According to the 4th Thai National Health survey, the prevalence of T2DM was greater in women than in men (7.7% vs. 6.0%). The present data indicate that women with pGDM are at high risk of developing of T2DM later in life and are suitable for receiving a diabetes prevention program. A previous study [19] showed that the risk for developing T2DM was greater in women who were aged ≥35 years, had a family history of diabetes, or had a high BMI both before and after the index pregnancy. In the present study, we identified two novel risk factors for developing T2DM in Thai women with pGDM including the presence of PG ≥ 150 mg/dl at 1 h after a 50 g-GCT and the presence of ≥3 abnormal PG values during a 100 g-OGTT. By using these risk factors, we may be able to better identify women at risk of developing T2DM and increase the cost-effectiveness of diabetes prevention programs, especially in countries with limited resources. We also found that HOMA-IR was greater in women with AGT than in women with NGT. These findings are consistent with these of Ryan et al. [20] who reported that non-obese glucose-intolerant women with pGDM displayed insulin resistance, an underlying pathophysiologic feature of T2DM. Improving insulin resistance by weight reduction and exercise, as in diabetes prevention programs, may have valuable health benefits in these women.
The American College of Obstetricians and Gynecologists has established guidelines for the care of women following a GDM pregnancy, including OGTTs at 2 and 6 weeks following delivery, and every 1–3 years thereafter [19]. Despite this recommendation, only 21% of women were scheduled for postpartum diabetes screening in our study, similar to the rates reported in earlier studies [21], [22]. There are several reasons for the lack of follow-up care in the postpartum period in women with GDM, including the lack of primary care surveillance in relatively young women, the mobile population, loss to follow-up after delivery, and the busy lifestyle of women caring for young infants. However, one of the most important reasons is the women’s denial or underestimation of their risk of developing T2DM. Therefore, a strategy aimed at increasing awareness of the association between GDM and future risk of T2DM should improve adherence to postpartum diabetes surveillance program.
Conclusions
This study showed that a large proportion of women with pGDM developed AGT within approximately 4 years of the GDM pregnancy.

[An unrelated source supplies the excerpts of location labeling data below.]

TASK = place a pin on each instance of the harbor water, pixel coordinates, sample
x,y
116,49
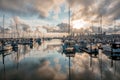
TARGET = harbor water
x,y
47,62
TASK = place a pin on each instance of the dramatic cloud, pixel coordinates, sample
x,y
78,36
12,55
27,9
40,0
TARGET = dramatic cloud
x,y
30,7
92,10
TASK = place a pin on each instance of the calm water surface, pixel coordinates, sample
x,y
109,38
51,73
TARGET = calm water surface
x,y
46,62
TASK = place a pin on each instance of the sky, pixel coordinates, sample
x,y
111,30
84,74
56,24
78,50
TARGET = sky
x,y
52,12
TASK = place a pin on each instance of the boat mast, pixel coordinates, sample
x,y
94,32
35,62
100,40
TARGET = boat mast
x,y
17,31
69,30
3,25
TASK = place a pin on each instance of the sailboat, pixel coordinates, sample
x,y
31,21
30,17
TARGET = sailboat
x,y
5,45
115,48
68,46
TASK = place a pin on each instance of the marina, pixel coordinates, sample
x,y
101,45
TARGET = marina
x,y
60,40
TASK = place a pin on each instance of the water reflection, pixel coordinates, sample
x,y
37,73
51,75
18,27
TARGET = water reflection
x,y
46,62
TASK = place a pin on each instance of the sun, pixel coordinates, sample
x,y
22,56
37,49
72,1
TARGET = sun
x,y
78,24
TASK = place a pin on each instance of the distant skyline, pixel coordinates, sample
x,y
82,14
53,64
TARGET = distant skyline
x,y
53,12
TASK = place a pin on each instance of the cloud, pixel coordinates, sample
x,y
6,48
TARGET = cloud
x,y
92,10
30,7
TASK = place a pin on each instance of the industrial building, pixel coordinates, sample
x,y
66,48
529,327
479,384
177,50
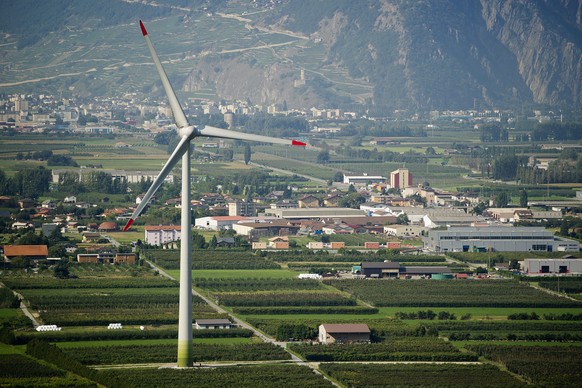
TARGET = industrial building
x,y
400,179
497,238
564,266
344,333
389,269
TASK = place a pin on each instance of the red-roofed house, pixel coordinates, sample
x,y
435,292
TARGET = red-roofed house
x,y
160,235
108,226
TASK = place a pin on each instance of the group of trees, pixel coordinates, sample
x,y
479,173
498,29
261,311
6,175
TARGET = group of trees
x,y
567,169
31,183
51,159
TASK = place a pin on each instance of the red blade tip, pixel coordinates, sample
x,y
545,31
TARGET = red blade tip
x,y
143,30
128,225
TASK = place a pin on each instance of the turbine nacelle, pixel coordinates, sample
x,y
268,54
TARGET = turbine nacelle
x,y
190,132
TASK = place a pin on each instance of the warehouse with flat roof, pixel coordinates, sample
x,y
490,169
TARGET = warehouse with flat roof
x,y
497,238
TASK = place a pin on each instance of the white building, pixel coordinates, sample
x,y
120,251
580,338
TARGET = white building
x,y
497,238
163,234
219,222
552,266
403,230
363,179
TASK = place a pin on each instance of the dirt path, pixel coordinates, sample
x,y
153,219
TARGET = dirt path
x,y
243,324
24,308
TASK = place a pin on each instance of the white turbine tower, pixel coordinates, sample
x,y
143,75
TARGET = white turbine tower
x,y
187,132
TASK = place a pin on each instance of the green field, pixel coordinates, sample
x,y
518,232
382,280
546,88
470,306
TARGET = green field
x,y
240,274
138,342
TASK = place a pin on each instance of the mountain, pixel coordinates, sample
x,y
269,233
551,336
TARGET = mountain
x,y
382,54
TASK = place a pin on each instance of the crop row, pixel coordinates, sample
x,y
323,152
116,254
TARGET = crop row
x,y
46,283
17,365
491,325
227,376
540,365
317,298
453,293
132,316
253,284
212,259
132,354
407,349
380,328
419,375
571,286
276,310
125,334
516,336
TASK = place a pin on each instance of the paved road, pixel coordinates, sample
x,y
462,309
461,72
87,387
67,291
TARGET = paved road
x,y
240,322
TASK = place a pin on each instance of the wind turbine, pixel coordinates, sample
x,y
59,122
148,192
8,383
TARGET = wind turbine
x,y
187,132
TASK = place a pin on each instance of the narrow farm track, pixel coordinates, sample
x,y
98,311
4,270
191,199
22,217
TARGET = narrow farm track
x,y
245,325
24,308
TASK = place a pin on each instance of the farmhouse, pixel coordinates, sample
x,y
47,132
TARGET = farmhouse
x,y
33,252
91,236
202,324
344,333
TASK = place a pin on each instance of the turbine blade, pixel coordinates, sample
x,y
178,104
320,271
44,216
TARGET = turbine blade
x,y
227,134
179,116
176,155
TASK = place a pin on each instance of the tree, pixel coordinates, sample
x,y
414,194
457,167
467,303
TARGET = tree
x,y
502,199
213,242
61,269
523,198
247,153
323,157
338,177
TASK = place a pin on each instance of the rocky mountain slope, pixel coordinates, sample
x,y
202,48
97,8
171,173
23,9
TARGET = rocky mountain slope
x,y
385,54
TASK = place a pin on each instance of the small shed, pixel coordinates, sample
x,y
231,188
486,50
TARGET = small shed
x,y
344,333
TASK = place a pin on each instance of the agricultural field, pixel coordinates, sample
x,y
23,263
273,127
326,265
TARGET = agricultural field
x,y
250,376
166,353
420,375
400,349
211,259
539,365
454,293
147,300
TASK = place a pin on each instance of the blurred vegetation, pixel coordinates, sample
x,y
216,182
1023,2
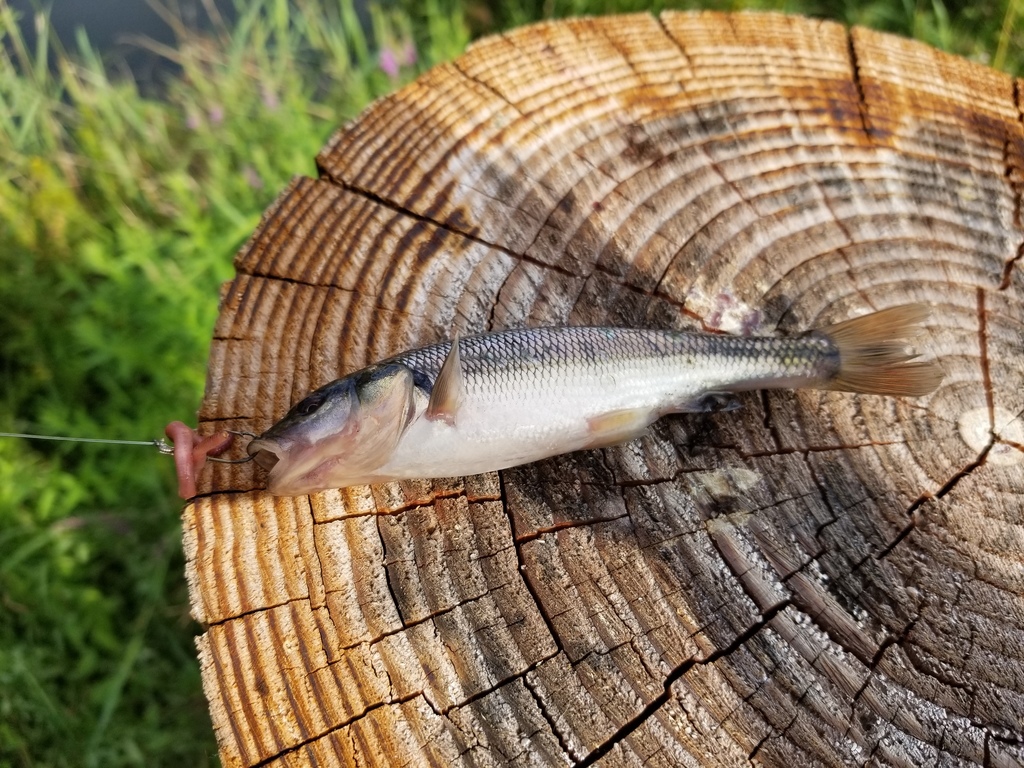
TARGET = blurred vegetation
x,y
119,216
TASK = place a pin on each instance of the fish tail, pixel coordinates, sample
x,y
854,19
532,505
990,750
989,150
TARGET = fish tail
x,y
875,354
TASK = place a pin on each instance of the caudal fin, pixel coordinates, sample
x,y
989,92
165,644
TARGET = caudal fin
x,y
875,353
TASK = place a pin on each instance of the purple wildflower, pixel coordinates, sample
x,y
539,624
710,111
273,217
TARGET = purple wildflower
x,y
409,56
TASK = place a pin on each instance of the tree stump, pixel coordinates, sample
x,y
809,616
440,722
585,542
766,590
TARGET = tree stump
x,y
817,579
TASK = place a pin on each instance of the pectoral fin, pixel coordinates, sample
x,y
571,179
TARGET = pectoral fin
x,y
385,409
446,392
617,426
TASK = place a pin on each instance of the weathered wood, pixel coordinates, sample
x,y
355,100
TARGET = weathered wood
x,y
818,579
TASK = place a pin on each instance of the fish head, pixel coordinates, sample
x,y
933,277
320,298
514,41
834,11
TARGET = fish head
x,y
338,434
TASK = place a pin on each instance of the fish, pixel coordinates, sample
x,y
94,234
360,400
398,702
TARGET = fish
x,y
495,400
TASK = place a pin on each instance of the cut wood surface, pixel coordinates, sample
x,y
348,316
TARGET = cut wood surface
x,y
816,579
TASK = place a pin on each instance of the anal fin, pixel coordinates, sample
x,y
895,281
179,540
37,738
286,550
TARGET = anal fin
x,y
615,427
709,402
448,390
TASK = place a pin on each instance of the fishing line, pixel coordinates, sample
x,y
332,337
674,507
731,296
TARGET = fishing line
x,y
160,443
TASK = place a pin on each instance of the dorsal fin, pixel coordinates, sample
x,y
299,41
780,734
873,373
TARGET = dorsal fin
x,y
446,392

Women with pGDM together with a PG ≥ 150 mg/dl at 1 h after a 50 g-GCT or ≥3 abnormal PG values during a 100 g-OGTT are candidates for intensive postpartum care to prevent the future development of T2DM.
Conflict of interest
The authors have no conflict of interest to declare.
Acknowledgments
This study was funded by a Siriraj Grant for Research Development (to A.S.) and a Travel Grant from the 9th IDF-WPR Congress & 4th AASD Scientific Meeting (to S.W.). The funding source had no involvement in the study process. We thank all of the participants in this program for their devotion. Parts of this study were presented at the 9th IDF-WPR Congress & 4th AASD Scientific Meeting, Kyoto, Japan, November 24–27, 2012.